Un amor que hasta ahora se da cuenta de que no existió.

El hombre, saca de su pecho un arma, pequeña pero peligrosa. Los ojos de la mujer se vuelven pozos vacíos ante la vista de la misma, porque en el fondo sabe, sabe que es su hora.

—En el nombre de Dios, te condeno por blasfemar a la iglesia y blasfemar a mi hijo. Yo te maldigo, criatura del infierno seductora, que con tus trampas has hecho que mi hijo sucumba al demonio; al pecado capital que llaman lujuria.

El hombre cargó el arma.

—Yo te condeno a ti, por blasfemar los hábitos que se te impusieron, tu deber era ser la esposa y servidora de Dios nuestro señor. Tu deber, el de una monja, era salvaguardar la iglesia. Pertenecías a Dios.

—Por favor...—susurro.

—Las mujeres demonio como tú, que con ojos de agua y cabello de oro seducen a los hombres, no deben existir en la tierra. Ahora, seré el cordero de Dios que castiga a los demonios del mundo. Que así sea.

—Por...

El gatillo se apretó.

La sangre en el cuerpo escapa lentamente, los cabellos de oro se tiñeron de rojo carmesí y, el agua cristalina de la lluvia, fue testigo de la limpieza del mundo.

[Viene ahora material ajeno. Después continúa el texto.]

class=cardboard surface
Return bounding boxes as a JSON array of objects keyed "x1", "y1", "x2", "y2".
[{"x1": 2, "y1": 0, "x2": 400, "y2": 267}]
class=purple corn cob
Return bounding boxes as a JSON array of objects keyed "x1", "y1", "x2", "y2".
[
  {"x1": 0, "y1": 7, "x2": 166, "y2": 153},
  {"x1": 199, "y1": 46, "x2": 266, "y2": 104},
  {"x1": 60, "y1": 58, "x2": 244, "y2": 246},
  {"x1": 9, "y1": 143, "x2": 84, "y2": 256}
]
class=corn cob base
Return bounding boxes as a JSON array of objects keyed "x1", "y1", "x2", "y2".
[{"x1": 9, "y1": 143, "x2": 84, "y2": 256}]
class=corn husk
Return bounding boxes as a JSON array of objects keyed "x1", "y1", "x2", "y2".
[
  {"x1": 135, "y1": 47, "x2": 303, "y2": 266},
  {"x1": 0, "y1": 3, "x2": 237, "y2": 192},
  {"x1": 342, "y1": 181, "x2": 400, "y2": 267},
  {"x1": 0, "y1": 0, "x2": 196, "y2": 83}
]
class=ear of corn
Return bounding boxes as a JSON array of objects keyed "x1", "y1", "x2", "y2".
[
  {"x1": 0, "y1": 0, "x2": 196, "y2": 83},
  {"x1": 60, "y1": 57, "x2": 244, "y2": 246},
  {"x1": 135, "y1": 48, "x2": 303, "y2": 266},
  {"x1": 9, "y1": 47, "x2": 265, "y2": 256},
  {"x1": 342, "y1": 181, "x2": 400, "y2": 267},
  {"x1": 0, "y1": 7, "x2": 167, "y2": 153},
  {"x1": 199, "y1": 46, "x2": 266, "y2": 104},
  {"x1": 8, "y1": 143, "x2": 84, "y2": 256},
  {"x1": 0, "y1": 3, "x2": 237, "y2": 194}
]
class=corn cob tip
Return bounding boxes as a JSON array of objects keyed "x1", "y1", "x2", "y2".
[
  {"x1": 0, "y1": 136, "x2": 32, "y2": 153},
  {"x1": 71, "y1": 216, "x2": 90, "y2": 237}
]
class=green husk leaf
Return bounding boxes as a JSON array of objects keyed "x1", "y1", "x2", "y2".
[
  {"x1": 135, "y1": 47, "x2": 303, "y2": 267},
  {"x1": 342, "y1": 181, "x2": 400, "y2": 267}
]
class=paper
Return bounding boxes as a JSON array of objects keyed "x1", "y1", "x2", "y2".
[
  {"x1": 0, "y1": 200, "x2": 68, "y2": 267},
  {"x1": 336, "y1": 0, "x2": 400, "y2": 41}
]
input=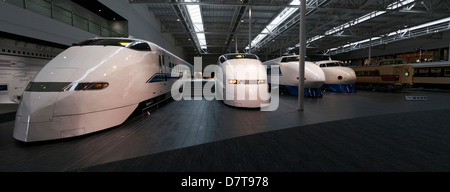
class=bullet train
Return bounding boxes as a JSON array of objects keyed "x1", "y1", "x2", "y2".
[
  {"x1": 263, "y1": 55, "x2": 325, "y2": 97},
  {"x1": 0, "y1": 35, "x2": 67, "y2": 103},
  {"x1": 13, "y1": 38, "x2": 192, "y2": 142},
  {"x1": 316, "y1": 60, "x2": 356, "y2": 93},
  {"x1": 216, "y1": 53, "x2": 269, "y2": 108}
]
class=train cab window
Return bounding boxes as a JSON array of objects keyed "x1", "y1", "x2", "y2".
[
  {"x1": 225, "y1": 54, "x2": 259, "y2": 60},
  {"x1": 281, "y1": 57, "x2": 298, "y2": 63},
  {"x1": 430, "y1": 67, "x2": 442, "y2": 77},
  {"x1": 129, "y1": 42, "x2": 152, "y2": 51},
  {"x1": 158, "y1": 55, "x2": 162, "y2": 67},
  {"x1": 219, "y1": 57, "x2": 226, "y2": 63},
  {"x1": 444, "y1": 67, "x2": 450, "y2": 77},
  {"x1": 327, "y1": 62, "x2": 341, "y2": 67},
  {"x1": 78, "y1": 39, "x2": 151, "y2": 51}
]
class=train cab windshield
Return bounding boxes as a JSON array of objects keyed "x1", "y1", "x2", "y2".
[
  {"x1": 379, "y1": 59, "x2": 405, "y2": 66},
  {"x1": 225, "y1": 54, "x2": 259, "y2": 60},
  {"x1": 75, "y1": 39, "x2": 151, "y2": 51},
  {"x1": 320, "y1": 62, "x2": 341, "y2": 67},
  {"x1": 281, "y1": 56, "x2": 310, "y2": 63}
]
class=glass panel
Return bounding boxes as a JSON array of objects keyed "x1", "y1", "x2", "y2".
[
  {"x1": 53, "y1": 6, "x2": 72, "y2": 25},
  {"x1": 26, "y1": 0, "x2": 52, "y2": 17},
  {"x1": 73, "y1": 14, "x2": 89, "y2": 31}
]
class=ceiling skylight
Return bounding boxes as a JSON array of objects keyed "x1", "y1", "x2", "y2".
[
  {"x1": 245, "y1": 0, "x2": 300, "y2": 49},
  {"x1": 327, "y1": 17, "x2": 450, "y2": 52},
  {"x1": 184, "y1": 0, "x2": 207, "y2": 49},
  {"x1": 306, "y1": 0, "x2": 414, "y2": 46}
]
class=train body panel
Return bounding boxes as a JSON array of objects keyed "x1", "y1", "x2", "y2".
[
  {"x1": 264, "y1": 56, "x2": 325, "y2": 97},
  {"x1": 412, "y1": 62, "x2": 450, "y2": 89},
  {"x1": 0, "y1": 37, "x2": 64, "y2": 103},
  {"x1": 14, "y1": 38, "x2": 192, "y2": 142},
  {"x1": 216, "y1": 54, "x2": 269, "y2": 108},
  {"x1": 316, "y1": 60, "x2": 356, "y2": 93},
  {"x1": 352, "y1": 61, "x2": 414, "y2": 89}
]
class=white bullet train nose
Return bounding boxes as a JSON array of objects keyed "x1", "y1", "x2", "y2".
[
  {"x1": 13, "y1": 92, "x2": 60, "y2": 141},
  {"x1": 305, "y1": 62, "x2": 325, "y2": 88}
]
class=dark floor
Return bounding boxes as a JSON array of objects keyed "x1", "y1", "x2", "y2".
[
  {"x1": 0, "y1": 92, "x2": 450, "y2": 171},
  {"x1": 77, "y1": 110, "x2": 450, "y2": 172}
]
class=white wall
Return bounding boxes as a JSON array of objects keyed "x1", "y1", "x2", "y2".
[
  {"x1": 0, "y1": 1, "x2": 96, "y2": 45},
  {"x1": 0, "y1": 0, "x2": 186, "y2": 60},
  {"x1": 99, "y1": 0, "x2": 186, "y2": 60}
]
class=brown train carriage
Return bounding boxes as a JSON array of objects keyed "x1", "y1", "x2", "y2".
[
  {"x1": 352, "y1": 59, "x2": 414, "y2": 91},
  {"x1": 412, "y1": 61, "x2": 450, "y2": 89}
]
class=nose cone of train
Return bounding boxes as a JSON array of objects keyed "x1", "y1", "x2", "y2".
[
  {"x1": 13, "y1": 92, "x2": 59, "y2": 142},
  {"x1": 339, "y1": 67, "x2": 356, "y2": 84},
  {"x1": 305, "y1": 62, "x2": 325, "y2": 88}
]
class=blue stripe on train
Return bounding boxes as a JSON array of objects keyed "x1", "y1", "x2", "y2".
[
  {"x1": 146, "y1": 73, "x2": 180, "y2": 83},
  {"x1": 280, "y1": 85, "x2": 323, "y2": 97},
  {"x1": 322, "y1": 84, "x2": 356, "y2": 93}
]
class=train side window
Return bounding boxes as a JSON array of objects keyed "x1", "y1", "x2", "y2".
[
  {"x1": 356, "y1": 71, "x2": 364, "y2": 76},
  {"x1": 444, "y1": 67, "x2": 450, "y2": 77},
  {"x1": 158, "y1": 55, "x2": 162, "y2": 67},
  {"x1": 267, "y1": 65, "x2": 282, "y2": 76},
  {"x1": 374, "y1": 70, "x2": 380, "y2": 76}
]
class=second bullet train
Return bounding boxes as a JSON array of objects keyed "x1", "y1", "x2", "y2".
[
  {"x1": 264, "y1": 55, "x2": 325, "y2": 97},
  {"x1": 13, "y1": 38, "x2": 192, "y2": 142},
  {"x1": 216, "y1": 53, "x2": 269, "y2": 108},
  {"x1": 316, "y1": 60, "x2": 356, "y2": 93}
]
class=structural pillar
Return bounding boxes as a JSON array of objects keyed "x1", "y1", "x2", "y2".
[
  {"x1": 298, "y1": 0, "x2": 306, "y2": 111},
  {"x1": 248, "y1": 6, "x2": 252, "y2": 53}
]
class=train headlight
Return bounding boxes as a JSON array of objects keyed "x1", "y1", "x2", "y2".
[{"x1": 228, "y1": 79, "x2": 239, "y2": 84}]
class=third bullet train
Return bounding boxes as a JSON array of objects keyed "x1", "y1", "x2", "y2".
[
  {"x1": 264, "y1": 55, "x2": 325, "y2": 97},
  {"x1": 13, "y1": 38, "x2": 192, "y2": 142},
  {"x1": 316, "y1": 60, "x2": 356, "y2": 93}
]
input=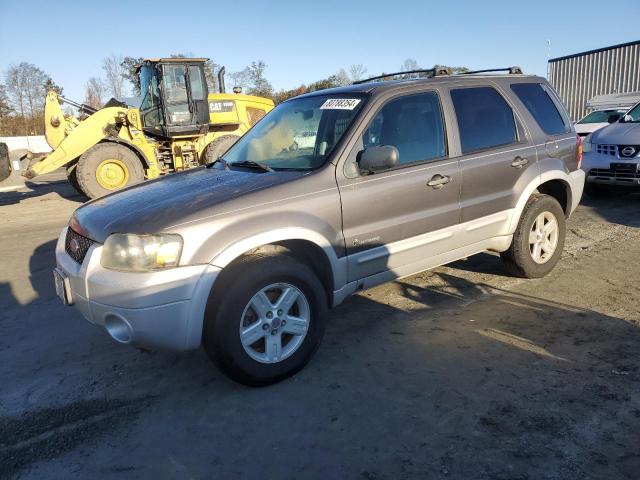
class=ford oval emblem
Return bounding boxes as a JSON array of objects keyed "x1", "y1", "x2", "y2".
[
  {"x1": 69, "y1": 238, "x2": 80, "y2": 253},
  {"x1": 620, "y1": 146, "x2": 636, "y2": 157}
]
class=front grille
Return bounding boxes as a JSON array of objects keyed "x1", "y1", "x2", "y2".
[
  {"x1": 618, "y1": 145, "x2": 640, "y2": 158},
  {"x1": 64, "y1": 227, "x2": 95, "y2": 264},
  {"x1": 596, "y1": 144, "x2": 616, "y2": 156},
  {"x1": 589, "y1": 164, "x2": 640, "y2": 183}
]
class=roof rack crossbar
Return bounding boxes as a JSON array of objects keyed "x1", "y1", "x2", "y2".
[
  {"x1": 460, "y1": 66, "x2": 522, "y2": 75},
  {"x1": 353, "y1": 68, "x2": 448, "y2": 85}
]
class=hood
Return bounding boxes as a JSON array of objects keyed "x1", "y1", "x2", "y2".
[
  {"x1": 69, "y1": 166, "x2": 309, "y2": 243},
  {"x1": 591, "y1": 122, "x2": 640, "y2": 145}
]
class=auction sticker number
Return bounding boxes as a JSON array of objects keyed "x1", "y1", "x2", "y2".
[{"x1": 320, "y1": 98, "x2": 360, "y2": 110}]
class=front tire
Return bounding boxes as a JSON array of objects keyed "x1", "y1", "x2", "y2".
[
  {"x1": 76, "y1": 142, "x2": 144, "y2": 198},
  {"x1": 203, "y1": 255, "x2": 329, "y2": 386},
  {"x1": 500, "y1": 195, "x2": 566, "y2": 278},
  {"x1": 66, "y1": 162, "x2": 87, "y2": 197}
]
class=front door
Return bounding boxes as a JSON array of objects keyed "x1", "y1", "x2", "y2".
[{"x1": 338, "y1": 91, "x2": 461, "y2": 281}]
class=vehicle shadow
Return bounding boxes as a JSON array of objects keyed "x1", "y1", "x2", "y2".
[
  {"x1": 0, "y1": 176, "x2": 87, "y2": 207},
  {"x1": 580, "y1": 191, "x2": 640, "y2": 228},
  {"x1": 5, "y1": 241, "x2": 640, "y2": 478}
]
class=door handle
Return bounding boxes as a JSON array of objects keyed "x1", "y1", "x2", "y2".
[
  {"x1": 427, "y1": 173, "x2": 451, "y2": 189},
  {"x1": 511, "y1": 157, "x2": 529, "y2": 168}
]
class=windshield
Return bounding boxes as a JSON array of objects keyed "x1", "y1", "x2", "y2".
[
  {"x1": 578, "y1": 110, "x2": 624, "y2": 123},
  {"x1": 224, "y1": 94, "x2": 364, "y2": 170},
  {"x1": 625, "y1": 103, "x2": 640, "y2": 123}
]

El hombre de traje, sollozaba al fondo. Lamentándose por la pérdida de su amada, demasiado tarde para salvarla; y también lamentando la pérdida del único hijo que ella había dejado de si misma.

Las estrellas más brillantes tienden a morir en silencio, los pecados más atroces terminan por ser redimidos en las puertas del cielo.

Una oración se elevó ante la muerte de un ángel que cometió el error de enamorarse, y Dios la recibió con el amor que merecía en el cielo.

Mientras las lágrimas de un hombre se derramaban, el castigo de otro estaba terminado y la sangre de un ángel se perdía entre las gotas de lluvia, los sollozos de un niño se iban disipando a través de las puertas del Vaticano.